Observando estrelas

Sempre compro um assento no corredor no ônibus da Cometa.
Hoje não foi diferente e quando entrei um moço já estava sentado na janela.
Sentei-me, coloquei a mochila no colo e até coloquei o cinto de segurança.
Quando o ônibus deixou a rodoviária eu notei que havia muitos assentos vazios.
Saí de onde estava e resolvi sentar na janelinha, deixando a mochila no banco do corredor.
Por uma dádiva dos céus a parada no terminal São Paulo, onde as pessoas pagam um valor inferior na passagem, hoje também estava quase vazio.
Entraram três pessoas.
Quando já estávamos na rodovia Castelinho resolvi deixar a cortina azul entreaberta para observar o movimento do sentido contrário.
Na hora pensei e tive a ideia de fazer um paralelo com a minha chegada na rodoviária de São Paulo depois de subir a escada rolante em direção ao metrô.
Explico.
É um monte de gente na direção contrária à minha e uma diversidade extraordinária de tipos e jeitos.
Do outro lado da rodovia também.
Automóveis de todos os tipos, dos mais altos, aos mais baixos, carrões e carros mais simples.
Há um tempo tenho notado que não existem muitos carros de outra cor rodando por aí.
A maioria é preta, branca, ou cinza.
Tem os prateados também.
Eu uso o transporte público em São Paulo.
Metrô e ônibus sem pagar as passagens, usando meu cartão sênior.

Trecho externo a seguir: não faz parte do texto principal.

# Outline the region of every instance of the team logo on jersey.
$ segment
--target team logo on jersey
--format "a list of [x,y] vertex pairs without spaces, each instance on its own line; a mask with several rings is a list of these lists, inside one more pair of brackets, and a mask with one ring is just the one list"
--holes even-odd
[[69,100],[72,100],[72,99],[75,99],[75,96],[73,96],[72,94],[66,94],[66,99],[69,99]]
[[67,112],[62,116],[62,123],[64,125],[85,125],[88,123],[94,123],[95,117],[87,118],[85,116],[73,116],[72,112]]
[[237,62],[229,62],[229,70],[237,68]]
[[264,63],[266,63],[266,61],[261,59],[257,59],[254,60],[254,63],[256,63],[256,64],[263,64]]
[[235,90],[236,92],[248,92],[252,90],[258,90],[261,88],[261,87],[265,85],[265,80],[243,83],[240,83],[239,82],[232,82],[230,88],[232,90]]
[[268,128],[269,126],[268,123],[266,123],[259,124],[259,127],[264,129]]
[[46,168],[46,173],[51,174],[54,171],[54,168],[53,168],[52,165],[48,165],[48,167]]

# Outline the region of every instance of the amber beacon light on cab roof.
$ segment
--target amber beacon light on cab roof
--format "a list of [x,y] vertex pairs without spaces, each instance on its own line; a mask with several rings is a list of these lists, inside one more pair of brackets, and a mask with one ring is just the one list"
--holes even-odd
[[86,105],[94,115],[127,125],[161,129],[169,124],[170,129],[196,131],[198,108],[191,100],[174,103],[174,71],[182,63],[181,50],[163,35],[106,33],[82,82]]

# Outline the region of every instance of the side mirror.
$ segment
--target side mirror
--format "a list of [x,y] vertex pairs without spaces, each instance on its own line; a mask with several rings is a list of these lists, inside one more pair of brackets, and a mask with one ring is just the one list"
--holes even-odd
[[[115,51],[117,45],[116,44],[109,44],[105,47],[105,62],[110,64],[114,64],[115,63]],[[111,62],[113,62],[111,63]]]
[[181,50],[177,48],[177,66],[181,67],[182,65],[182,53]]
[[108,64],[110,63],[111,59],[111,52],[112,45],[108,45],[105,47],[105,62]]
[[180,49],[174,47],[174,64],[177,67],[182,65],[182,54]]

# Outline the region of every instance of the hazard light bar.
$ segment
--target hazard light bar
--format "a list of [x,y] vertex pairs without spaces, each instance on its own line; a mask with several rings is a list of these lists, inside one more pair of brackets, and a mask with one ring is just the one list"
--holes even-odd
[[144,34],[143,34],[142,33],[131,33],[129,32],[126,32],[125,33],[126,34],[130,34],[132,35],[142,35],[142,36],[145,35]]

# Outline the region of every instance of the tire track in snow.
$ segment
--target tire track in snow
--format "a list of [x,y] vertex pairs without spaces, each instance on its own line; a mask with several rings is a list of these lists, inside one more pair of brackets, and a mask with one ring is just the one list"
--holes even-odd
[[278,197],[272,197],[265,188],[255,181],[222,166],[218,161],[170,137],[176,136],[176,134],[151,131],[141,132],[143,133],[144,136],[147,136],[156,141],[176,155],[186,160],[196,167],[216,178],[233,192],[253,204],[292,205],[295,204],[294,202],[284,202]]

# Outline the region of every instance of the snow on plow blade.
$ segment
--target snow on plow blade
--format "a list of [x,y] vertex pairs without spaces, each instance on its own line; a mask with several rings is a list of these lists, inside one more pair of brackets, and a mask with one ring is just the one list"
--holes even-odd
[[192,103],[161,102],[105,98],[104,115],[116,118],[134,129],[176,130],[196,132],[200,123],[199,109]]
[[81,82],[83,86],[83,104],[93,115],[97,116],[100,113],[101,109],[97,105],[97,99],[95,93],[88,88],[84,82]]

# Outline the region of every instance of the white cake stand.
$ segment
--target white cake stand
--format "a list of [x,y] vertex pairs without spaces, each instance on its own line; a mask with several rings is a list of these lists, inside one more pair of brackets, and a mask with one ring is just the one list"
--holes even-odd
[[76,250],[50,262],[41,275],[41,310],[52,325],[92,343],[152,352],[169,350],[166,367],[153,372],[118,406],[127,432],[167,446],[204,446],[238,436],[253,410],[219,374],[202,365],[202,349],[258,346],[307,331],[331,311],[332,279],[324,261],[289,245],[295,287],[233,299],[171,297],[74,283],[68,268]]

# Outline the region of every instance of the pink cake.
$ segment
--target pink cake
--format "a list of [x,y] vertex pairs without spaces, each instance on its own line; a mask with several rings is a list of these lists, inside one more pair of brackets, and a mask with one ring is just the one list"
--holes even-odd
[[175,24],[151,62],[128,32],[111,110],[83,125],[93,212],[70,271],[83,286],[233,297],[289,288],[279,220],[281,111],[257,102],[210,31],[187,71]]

Adoro esse adjetivo: Sênior.
Quando o ônibus parou no sinal vermelho uns metros antes do meu ponto de chegada, eu e o motorista vimos um dos carrões pretos com a frente bem abalrroada e parado bem na esquina.
O carro estava sozinho e com o pisca alerta ligado.
Bateu numa pilastra que o nosso amigo Bruno havia colocado na frente do seu restaurante.
Colocou as pilastras, tamanha era a quantidade de carros que batiam na sua porta de entrada.
Hoje ele e a familia moram na Itália e o estabelecimento é uma hamburgueria.
Uma das pilastras sofreu apenas uma queda de massa e pintura, já o carrão perdeu seu para-choque e as lanternas frontais.
Penso ter acontecido o desastre de madrugada com o motorista em estado de ser repreendido por dirigir.
Eu gosto disso.
Eu não tenho certeza e nem poderia.
Não estava no local na hora do ocorrido e também não achei precisão de perguntar se alguém sabia.
O mesmo se deu quando observava os carros no sentido contrário.
Aquele Fiat vermelho dirigido pela senhora de cabelo preso a estaria levando para um seminário na Uniso?
O BYD cinza chumbo dirigido pelo moço calvo o estaria levando para o Museu da energia em Itu?
E o moço da Porshe azul?
Será que existe mesmo um autódromo particular onde as Porshes se reúnem aos domingos para rachas absurdos?
Isso ninguém me contou.
Eu é que imagino ao ver uma quantidade imensa desses veículos na Castelo Branco aos domingos.
E pela minha observação vários deles entram numa ruazinha vicinal depois de Araçariguama.
Além de adorar contar histórias vividas eu adoro imaginar as histórias dos outros.
Ontem à tarde acontecem as minhas duas turmas da Eletiva de Desenho.
Dois meninos me agradeceram pela aula.
Eu acho bonito mesmo.
Agora, a frase da menina da segunda turma encerrando a tarde foi emoção pura.
Betu, eu queria morar aqui na sua Aula.